Norway’s Kommunal Landspensjonskasse (KLP) has sold its corporate pensions unit KLP Bedriftspensjon to DNB Liv for between NOK400-450m (€37-41m), saying the business had become less crucial strategically since the advent of the new public sector pension.
KLP, which is the Nordic country’s main provider of municipal pensions, also said it would take a lot of work and significant investment to make the subsidiary profitable, which returned a loss of NOK10.3m last year.
Sverre Thornes, KLP chief executive officer, said: “DNB already holds a solid position in this market, and has the muscle to do what it takes.”
The NOK765bn pension fund’s wholly-owned subsidiary KLP Bedriftspensjon, which was established in 2006, provides defined contribution (DC) and defined benefit (DB) pensions – and manages pension capital certificates and paid-up policies – for employers in both the public and private sectors.
At the end of Q1, it had total assets of NOK6.98bn.
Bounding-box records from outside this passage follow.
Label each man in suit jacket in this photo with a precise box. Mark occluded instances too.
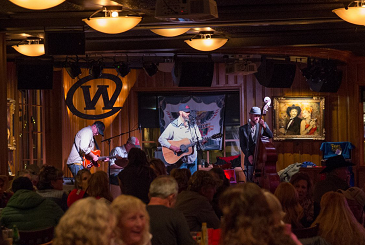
[239,107,273,182]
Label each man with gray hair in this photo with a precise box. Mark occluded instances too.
[147,176,196,245]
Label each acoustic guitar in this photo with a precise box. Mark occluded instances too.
[162,133,222,164]
[82,150,117,169]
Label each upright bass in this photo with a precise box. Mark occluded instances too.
[253,97,280,192]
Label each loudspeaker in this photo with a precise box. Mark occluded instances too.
[255,58,296,88]
[172,61,214,87]
[16,59,53,90]
[44,32,85,55]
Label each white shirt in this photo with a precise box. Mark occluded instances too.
[158,117,202,163]
[110,145,128,175]
[67,126,95,164]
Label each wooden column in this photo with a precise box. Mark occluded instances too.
[0,33,8,175]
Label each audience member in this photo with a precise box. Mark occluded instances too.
[338,187,365,226]
[313,155,354,217]
[37,165,68,211]
[290,173,314,227]
[150,158,167,176]
[220,183,300,245]
[209,168,231,219]
[170,168,191,193]
[147,176,196,245]
[312,191,365,245]
[111,195,151,245]
[67,168,91,207]
[1,177,63,231]
[84,171,113,202]
[118,148,156,204]
[0,175,13,208]
[274,182,304,229]
[52,197,116,245]
[176,170,220,231]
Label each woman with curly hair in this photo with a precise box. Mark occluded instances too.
[85,171,113,202]
[312,191,365,245]
[290,172,314,227]
[220,183,300,245]
[52,197,116,245]
[274,182,304,229]
[111,195,152,245]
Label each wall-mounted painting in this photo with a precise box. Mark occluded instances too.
[273,97,325,140]
[7,98,15,150]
Anders Skjævestad, DNB Liv’s CEO, said: “Defined contribution pensions are a focus area for DNB, and given the prevailing low interest rates and demographic changes, saving for retirement is only going to become more important.”
KLP Bedriftspensjon had a strong position as a provider of public sector-related businesses, and had invested in index linked funds and sustainable management processes, he said.
“These are initiatives that we look forward to continuing under the auspices of DNB,” Skjævestad said, adding that his firm would be launching new sustainability profiles for DC pensions this autumn as part of this.
KLP said changes to public sector occupational pensions in Norway at the beginning of this year had decreased the strategic importance of the subsidiary to the overall group, and that the private sector occupational pensions market was also in a state of change.
Norwegian media reports put the value of the deal at NOK400-450m, and a spokeswoman for KLP confirmed to IPE the actual figure was in that range.
After years of negotiation, Norway’s new hybrid public sector pension is now in place for central government and municipal staff, having been designed to make staying in work longer worthwhile while making it easier for individuals to switch jobs between the public and private sectors.